Semua kelompok usia dapat terkena. Insidensi meningkat sesuai dengan
bertambahnya usia. Merupakan leukemia nonlimfositik yang paling sering terjadi.
b. Leukemia Mielogenus Kronis (LMK)
LMK juga dimasukkan dalam sistem keganasan sel sistem mieloid. Namun lebih
banyak sel normal dibanding bentuk akut, sehingga penyakit ini lebih ringan. LMK
jarang menyerang individu dibawah 20 tahun. Manifestasi mirip dengan gambaran
LMA tetapi dengan tanda dan gejala yang lebih ringan. Pasien menunjukkan tanpa
gejala selama bertahun-tahun, peningkatan leukosit kadang sampai jumlah yang luar
biasa, limpa membesar.
c. Leukemia Limfositik Kronis (LLK)
LLK merupakan kelainan ringan mengenai individu usia 50 – 70 tahun. Manifestasi
klinis pasien tidak menunjukkan gejala. Penyakit baru terdiagnosa saat pemeriksaan
fisik atau penanganan penyakit.
d. Leukemia Limfositik Akut (LLA)
LLA dianggap sebagai proliferasi ganas limfoblast. Sering terjadi pada anak-anak,
laki-laki lebih banyak dibandingkan perempuan.

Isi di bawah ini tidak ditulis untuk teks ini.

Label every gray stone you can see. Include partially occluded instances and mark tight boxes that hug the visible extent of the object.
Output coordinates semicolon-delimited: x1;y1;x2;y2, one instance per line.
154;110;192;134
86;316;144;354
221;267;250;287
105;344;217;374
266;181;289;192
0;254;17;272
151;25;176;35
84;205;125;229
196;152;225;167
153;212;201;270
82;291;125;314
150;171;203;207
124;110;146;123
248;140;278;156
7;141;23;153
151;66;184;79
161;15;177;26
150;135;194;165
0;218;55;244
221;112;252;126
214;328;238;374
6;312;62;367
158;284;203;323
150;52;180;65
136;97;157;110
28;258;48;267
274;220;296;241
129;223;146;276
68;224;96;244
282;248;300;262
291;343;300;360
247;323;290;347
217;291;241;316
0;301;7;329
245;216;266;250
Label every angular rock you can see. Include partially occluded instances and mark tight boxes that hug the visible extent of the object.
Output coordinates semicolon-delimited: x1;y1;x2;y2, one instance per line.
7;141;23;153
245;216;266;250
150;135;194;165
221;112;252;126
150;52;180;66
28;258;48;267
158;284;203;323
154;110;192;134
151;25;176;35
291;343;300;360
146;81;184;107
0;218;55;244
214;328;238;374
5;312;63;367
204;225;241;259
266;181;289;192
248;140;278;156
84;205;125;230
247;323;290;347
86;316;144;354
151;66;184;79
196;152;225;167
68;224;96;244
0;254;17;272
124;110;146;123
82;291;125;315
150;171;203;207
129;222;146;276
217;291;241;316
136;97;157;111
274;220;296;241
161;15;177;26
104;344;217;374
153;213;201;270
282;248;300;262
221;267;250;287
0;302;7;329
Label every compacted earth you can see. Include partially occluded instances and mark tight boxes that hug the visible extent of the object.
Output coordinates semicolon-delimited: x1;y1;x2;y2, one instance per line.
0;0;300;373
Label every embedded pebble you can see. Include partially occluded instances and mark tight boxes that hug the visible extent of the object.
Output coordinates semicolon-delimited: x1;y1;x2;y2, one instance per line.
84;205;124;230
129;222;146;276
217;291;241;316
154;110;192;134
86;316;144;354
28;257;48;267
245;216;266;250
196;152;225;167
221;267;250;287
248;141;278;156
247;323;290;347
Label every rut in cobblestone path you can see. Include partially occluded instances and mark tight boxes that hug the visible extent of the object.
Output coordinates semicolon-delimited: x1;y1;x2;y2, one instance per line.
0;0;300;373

Puncak insiden usia 4 tahun, setelah
usia 15 tahun. LLA jarang terjadi. Limfosit immatur berproliferasi dalam sumsum
tulang dan jaringan perifer sehingga mengganggu perkembangan sel normal.
C. ETIOLOGI
a. Umur, jenis kelamin, ras
Insiden leukemia secara keseluruhan bervariasi menurut umur. LLA
merupakan leukemia paling sering ditemukan pada anak-anak, dengan puncak
insiden antara usia 2-4 tahun, LMA terdapat pada umur 15-39 tahun, sedangkan
LMK banyak ditemukan antara umur 30-50 tahun. LLK merupakan kelainan pada
orang tua (umur rata-rata 60 tahun). Insiden leukemia lebih tinggi pada pria
dibandingkan pada wanita. Tingkat insiden yang lebih tinggi terlihat di antara
Kaukasia (kulit putih) dibandingkan dengan kelompok kulit hitam.
Leukemia menyumbang sekitar 2% dari semua jenis kanker. Menyerang 9 dari
setiap 100.000 orang di Amerika Serikat setiap tahun. Orang dewasa 10 kali
kemungkinan terserang leukemia daripada anak-anak. Leukemia terjadi paling
sering pada orang tua. Ketika leukemia terjadi pada anak-anak, hal itu terjadi paling
sering sebelum usia 4 tahun.
b. Sinar Radioaktif
Sinar radioaktif merupakan faktor eksternal yang paling jelas dapat
menyebabkan leukemia. Angka kejadian LMA dan LGK jelas sekali meningkat
setelah sinar radioaktif digunakan. Sebelum proteksi terhadap sinar radioaktif rutin
dilakukan, ahli radiologi mempunyai risiko menderita leukemia 10 kali lebih besar
dibandingkan yang tidak bekerja di bagian tersebut.
c. Zat Kimia
Zat-zat kimia (misal benzene, arsen, pestisida, kloramfenikol, fenilbutazon)
diduga dapat meningkatkan risiko terkena leukemia. Sebagian besar obat-obatan
dapat menjadi penyebab leukemia (misalnya Benzene), pada orang dewasa dapat
menyebabkan leukemia nonlimfoblastik akut.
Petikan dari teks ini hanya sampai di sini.